Sorry, looks like the link I posted here does not match up with the Penn
Treebank Tag Set we
are using. Some of the tags are not even included in our training data.
I went on and tried to find a better description and looked at this page:
http://www.cis.upenn.edu/~treebank/home.html
The tagset described here seems to match with the tags we are using:
ftp://ftp.cis.upenn.edu/pub/treebank/doc/tagguide.ps.gz
But there seem to be some missing in the list, especially tags for
punctuation, brackets, etc.
Does someone know where a complete list with descriptions of the Penn
Treebank
tags can be found?
Jörn
On 10/11/11 1:52 PM, Fotiadis, Konstantinos wrote:
After looking again, I think I probably didn't have them matched up perfectly.

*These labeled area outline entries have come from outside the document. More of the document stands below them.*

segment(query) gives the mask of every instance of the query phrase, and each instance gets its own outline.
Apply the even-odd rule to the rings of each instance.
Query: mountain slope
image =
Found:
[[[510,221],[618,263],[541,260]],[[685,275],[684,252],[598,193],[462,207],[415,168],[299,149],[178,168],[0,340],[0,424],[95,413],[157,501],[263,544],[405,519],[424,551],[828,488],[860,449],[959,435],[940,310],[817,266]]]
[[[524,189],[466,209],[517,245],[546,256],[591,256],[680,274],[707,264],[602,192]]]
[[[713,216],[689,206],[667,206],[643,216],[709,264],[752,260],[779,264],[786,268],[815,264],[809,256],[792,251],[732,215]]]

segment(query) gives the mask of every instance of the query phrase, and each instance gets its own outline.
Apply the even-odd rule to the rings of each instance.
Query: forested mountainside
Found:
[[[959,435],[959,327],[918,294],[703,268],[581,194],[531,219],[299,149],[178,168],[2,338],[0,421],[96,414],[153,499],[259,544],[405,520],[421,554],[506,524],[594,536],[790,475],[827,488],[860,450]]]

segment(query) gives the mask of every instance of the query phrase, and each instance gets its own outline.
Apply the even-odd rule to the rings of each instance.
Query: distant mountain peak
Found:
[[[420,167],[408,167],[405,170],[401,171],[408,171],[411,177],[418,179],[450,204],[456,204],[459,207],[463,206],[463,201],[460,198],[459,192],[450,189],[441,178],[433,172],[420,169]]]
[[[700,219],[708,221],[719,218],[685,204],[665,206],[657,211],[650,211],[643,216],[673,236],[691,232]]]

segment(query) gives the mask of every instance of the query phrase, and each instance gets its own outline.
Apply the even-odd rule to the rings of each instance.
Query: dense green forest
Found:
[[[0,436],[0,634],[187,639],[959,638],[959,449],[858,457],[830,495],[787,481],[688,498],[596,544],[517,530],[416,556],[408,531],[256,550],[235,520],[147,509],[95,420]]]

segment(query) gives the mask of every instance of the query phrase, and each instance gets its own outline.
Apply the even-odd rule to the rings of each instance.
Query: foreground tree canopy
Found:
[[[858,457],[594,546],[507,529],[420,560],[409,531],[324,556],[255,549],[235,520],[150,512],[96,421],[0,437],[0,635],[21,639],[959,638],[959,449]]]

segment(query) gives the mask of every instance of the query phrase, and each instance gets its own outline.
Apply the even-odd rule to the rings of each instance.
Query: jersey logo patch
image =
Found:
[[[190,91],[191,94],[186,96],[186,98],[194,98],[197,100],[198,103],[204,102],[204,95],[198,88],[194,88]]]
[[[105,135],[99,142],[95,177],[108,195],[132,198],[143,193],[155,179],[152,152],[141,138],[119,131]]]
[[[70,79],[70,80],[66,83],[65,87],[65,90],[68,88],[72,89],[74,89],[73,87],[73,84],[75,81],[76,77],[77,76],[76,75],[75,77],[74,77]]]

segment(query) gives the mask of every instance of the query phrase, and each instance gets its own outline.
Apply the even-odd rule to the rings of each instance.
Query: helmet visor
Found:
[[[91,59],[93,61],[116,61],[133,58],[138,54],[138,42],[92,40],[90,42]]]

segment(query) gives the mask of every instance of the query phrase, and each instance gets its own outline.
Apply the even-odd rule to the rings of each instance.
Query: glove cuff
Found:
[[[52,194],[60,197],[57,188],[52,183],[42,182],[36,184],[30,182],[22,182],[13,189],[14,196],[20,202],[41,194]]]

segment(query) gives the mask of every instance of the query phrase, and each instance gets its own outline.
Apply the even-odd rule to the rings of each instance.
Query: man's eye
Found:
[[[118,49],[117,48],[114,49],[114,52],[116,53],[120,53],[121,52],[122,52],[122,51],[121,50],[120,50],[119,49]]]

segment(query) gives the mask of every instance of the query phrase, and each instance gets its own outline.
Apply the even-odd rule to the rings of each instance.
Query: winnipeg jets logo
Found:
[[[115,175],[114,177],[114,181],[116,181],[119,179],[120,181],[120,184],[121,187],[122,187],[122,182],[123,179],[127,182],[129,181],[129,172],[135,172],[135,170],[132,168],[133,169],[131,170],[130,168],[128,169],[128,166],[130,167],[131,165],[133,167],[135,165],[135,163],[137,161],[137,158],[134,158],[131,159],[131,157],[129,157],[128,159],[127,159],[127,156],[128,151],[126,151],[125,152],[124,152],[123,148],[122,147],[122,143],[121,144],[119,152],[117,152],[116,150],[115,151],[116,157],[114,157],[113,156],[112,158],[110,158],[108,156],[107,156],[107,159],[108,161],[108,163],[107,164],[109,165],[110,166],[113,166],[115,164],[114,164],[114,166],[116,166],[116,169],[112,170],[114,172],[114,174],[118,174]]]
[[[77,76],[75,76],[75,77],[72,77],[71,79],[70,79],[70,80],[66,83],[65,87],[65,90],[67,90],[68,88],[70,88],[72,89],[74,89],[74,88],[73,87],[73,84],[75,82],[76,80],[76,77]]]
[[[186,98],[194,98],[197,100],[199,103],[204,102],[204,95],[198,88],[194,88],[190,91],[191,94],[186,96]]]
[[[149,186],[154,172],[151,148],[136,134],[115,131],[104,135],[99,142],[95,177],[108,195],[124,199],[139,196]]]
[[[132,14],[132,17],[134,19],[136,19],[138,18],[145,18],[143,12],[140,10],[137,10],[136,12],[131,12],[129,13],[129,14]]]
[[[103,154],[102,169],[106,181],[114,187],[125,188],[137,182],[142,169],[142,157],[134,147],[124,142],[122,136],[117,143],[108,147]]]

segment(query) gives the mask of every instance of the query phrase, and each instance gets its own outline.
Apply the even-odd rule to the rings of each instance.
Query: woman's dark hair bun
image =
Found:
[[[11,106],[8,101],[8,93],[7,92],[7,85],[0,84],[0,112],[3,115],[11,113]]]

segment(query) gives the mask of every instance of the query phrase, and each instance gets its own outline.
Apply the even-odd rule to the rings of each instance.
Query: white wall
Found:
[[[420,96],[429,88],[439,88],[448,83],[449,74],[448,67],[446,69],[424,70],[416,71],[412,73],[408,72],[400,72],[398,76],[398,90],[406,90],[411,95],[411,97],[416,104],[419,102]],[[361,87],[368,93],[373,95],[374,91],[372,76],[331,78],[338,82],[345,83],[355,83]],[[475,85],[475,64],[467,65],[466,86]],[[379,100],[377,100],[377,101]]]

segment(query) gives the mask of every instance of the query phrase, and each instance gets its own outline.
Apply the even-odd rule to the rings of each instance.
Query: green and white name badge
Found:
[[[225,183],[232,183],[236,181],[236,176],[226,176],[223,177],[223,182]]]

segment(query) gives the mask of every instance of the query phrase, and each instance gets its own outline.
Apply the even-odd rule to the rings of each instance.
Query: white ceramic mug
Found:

I just did a sort in Excel, and realized that maybe this would make more sense?
(Sorry, been up for 51 hours straight!)
Penn Treebank Tag Set Definition
Produced by OpenNLP API
Tag
Definition
Tag
NNS
Noun, plural
NNS
NP
Proper noun, singular
NNP
NPS
Proper noun, plural
NNPS
PP
Personal pronoun
PRP
PP$
Possessive pronoun
PRP$
Is that right?
-----Original Message-----
From: Jörn Kottmann [mailto:kottm...@gmail.com]
Sent: Tuesday, October 11, 2011 6:13 AM
To: opennlp-users@incubator.apache.org
Subject: EXTERNAL: Re: POS Tags
The English POS Model from the SourceForge download page
uses the Penn Treebank Tag Set.
Here is a link which list all tags:
http://www.ims.uni-stuttgart.de/projekte/CorpusWorkbench/CQP-HTMLDemo/PennTreebankTS.html
Jörn
On 10/11/11 6:56 AM, Fotiadis, Konstantinos wrote:
I am looking around the definition and have not found the definitions for the
POS tags.
Can you help me with these?
Example:
"This is not a long sentence. I like turtles. Happiness is great!"
I then call SentenceDetectorME to detect sentences. Then loop through the
sentences and call Tokenizer on each one. I then pass the token String array to
POSTaggerME to get the POS. Here is my output:
Number of Sentences=3
SENTENCE_ID=1 - TOKENS=7 - This is not a long sentence.
TOKEN_ID=1 - POS=DT - This
TOKEN_ID=2 - POS=VBZ - is
TOKEN_ID=3 - POS=RB - not
TOKEN_ID=4 - POS=DT - a
TOKEN_ID=5 - POS=JJ - long
TOKEN_ID=6 - POS=NN - sentence
TOKEN_ID=7 - POS=. - .
SENTENCE_ID=2 - TOKENS=4 - I like turtles.
TOKEN_ID=1 - POS=PRP - I
TOKEN_ID=2 - POS=IN - like
TOKEN_ID=3 - POS=NNS - turtles
TOKEN_ID=4 - POS=. - .
SENTENCE_ID=3 - TOKENS=4 - Happiness is great!
TOKEN_ID=1 - POS=NNP - Happiness
TOKEN_ID=2 - POS=VBZ - is
TOKEN_ID=3 - POS=JJ - great
TOKEN_ID=4 - POS=. - !
Just curious of the definitions...
Thanks, Kosta